REPUBLIKA.CO.ID, HONG KONG -- Pemimpin Kota Hong Kong Carrie Lam mendesak orang tua dan guru melaporkan remaja yang melanggar hukum. Hal itu disampaikan usai polisi di kota itu menangkap sembilan orang termasuk enam orang pelajar atas rencana pengeboman.
Pernyataan itu disampaikan di tengah puncak kemarahan dan frustasi warga kota atas penindakan keras pemerintah China. Hal itu terutama pada penegakan undang-undang keamanan dan perubahan legislasi pemilihan umum yang melarang politisi pro-demokrasi maju dalam pemilihan umum.
"Sudah lama warga terekspos gagasan yang salah, seperti meraih keadilan dengan cara yang ilegal," kata Lam dalam konferensi pers mingguan, seperti dikutip Aljazirah, Selasa (6/7).
Ia mengatakan keamanan nasional tidak hanya terancam oleh aksi mengganggu 'ketertiban umum' tapi juga oleh idelogi. Ia memerintahkan departemen pemerintah untuk tidak 'mengizinkan gagasan ilegal masuk ke melalui seni, budaya, pendidikan dan penyiaran'.
"Saya juga mengajak guru, kepala sekolah, orang tua, dan pastor untuk mengawasi tindakan remaja di sekitar mereka, bila ditemukan remaja yang melakukan tindakan ilegal, mereka harus dilaporkan," katanya.
Sejak China menerapkan undang-undang keamanan nasional tahun lalu pemerintah Hong Kong menjadi otoritarian.
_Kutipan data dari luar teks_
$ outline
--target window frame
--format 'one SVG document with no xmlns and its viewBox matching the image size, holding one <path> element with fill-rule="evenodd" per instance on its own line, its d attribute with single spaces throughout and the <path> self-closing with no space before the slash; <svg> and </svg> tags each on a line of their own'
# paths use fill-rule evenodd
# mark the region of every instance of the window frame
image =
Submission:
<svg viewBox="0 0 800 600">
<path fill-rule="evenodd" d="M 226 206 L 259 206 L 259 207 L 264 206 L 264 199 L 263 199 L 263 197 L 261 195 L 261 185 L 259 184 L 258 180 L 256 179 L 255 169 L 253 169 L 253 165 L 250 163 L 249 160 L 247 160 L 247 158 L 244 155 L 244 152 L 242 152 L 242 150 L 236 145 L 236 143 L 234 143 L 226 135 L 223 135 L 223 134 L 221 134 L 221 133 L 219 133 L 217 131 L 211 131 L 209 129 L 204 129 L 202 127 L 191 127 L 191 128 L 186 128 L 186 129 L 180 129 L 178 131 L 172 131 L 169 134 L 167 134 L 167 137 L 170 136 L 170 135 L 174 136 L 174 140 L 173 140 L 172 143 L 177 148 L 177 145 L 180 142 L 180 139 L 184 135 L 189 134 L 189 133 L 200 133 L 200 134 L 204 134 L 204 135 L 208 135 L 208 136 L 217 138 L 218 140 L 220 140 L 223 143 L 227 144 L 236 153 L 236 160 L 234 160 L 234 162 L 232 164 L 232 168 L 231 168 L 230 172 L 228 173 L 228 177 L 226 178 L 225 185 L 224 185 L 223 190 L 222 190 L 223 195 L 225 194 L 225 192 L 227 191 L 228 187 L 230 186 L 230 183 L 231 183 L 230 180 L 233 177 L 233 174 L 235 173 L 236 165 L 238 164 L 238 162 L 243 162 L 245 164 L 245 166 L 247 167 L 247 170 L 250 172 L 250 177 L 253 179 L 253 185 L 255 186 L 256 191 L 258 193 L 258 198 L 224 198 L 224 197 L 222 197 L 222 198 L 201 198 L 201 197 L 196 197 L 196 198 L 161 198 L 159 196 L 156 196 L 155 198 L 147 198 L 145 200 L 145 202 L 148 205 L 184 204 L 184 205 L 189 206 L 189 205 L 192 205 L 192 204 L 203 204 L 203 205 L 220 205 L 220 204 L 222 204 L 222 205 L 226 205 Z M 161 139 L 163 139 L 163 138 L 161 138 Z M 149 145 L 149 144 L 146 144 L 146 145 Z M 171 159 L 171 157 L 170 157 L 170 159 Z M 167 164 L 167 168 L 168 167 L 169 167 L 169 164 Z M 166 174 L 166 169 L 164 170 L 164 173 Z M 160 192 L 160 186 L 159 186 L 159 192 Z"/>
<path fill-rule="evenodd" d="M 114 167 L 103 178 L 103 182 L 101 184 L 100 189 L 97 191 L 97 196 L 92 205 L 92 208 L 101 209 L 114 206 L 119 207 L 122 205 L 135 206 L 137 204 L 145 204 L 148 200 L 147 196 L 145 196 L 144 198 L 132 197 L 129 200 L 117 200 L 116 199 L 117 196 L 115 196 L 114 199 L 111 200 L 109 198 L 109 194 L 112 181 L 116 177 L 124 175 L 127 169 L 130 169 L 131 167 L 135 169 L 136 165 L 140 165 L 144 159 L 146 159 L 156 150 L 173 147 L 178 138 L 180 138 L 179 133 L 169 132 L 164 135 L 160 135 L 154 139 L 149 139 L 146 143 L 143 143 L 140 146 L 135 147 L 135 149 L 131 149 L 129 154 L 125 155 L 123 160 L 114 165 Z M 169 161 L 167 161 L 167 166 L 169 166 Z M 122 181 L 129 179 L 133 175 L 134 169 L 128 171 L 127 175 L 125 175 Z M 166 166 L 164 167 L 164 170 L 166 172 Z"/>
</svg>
Kritikus mengatakan undang-undang tersebut untuk memandamkan gelombang unjuk rasa pro-demokrasi tahun 2019, mengikis kebebasan warga Hong Kong, dan memenjarakan tokoh-tokoh oposisi.
Satu jam usai konferensi pers Lam, unit keamanan nasional yang baru mengumumkan telah menggagalkan rencana pengeboman dan menangkap lima orang laki-laki dan empat orang perempuan. Mereka berusia antara 15 hingga 39 tahun.
Mereka ditangkap karena diduga 'berkonspirasi menggunakan bahan peledak untuk aktivitas terorisme'. Inspektur Senior Steve Li mengatakan kelompok tersebut mencoba membuat bahan peledak triacetone triperoxide (TATP) di sebuah asrama dan berencana ledakkan terowongan dan rel kereta.
"Satu bertanggung jawab atas pengadaan bahan kimia dan bahan lain yang dibutuhkan untuk rencana tersebut, sementara sekelompok kecil orang lainnya membuat bom, menggunakan peralatan kimia. Ada juga tim survei dan tim aksi, yang bertanggung jawab untuk meletakkan bom," ujar Steven.
Li menyatakan anggota kelompok itu sengaja merekrut siswa sekolah menengah yang berencana meninggalkan Hong Kong untuk selamanya.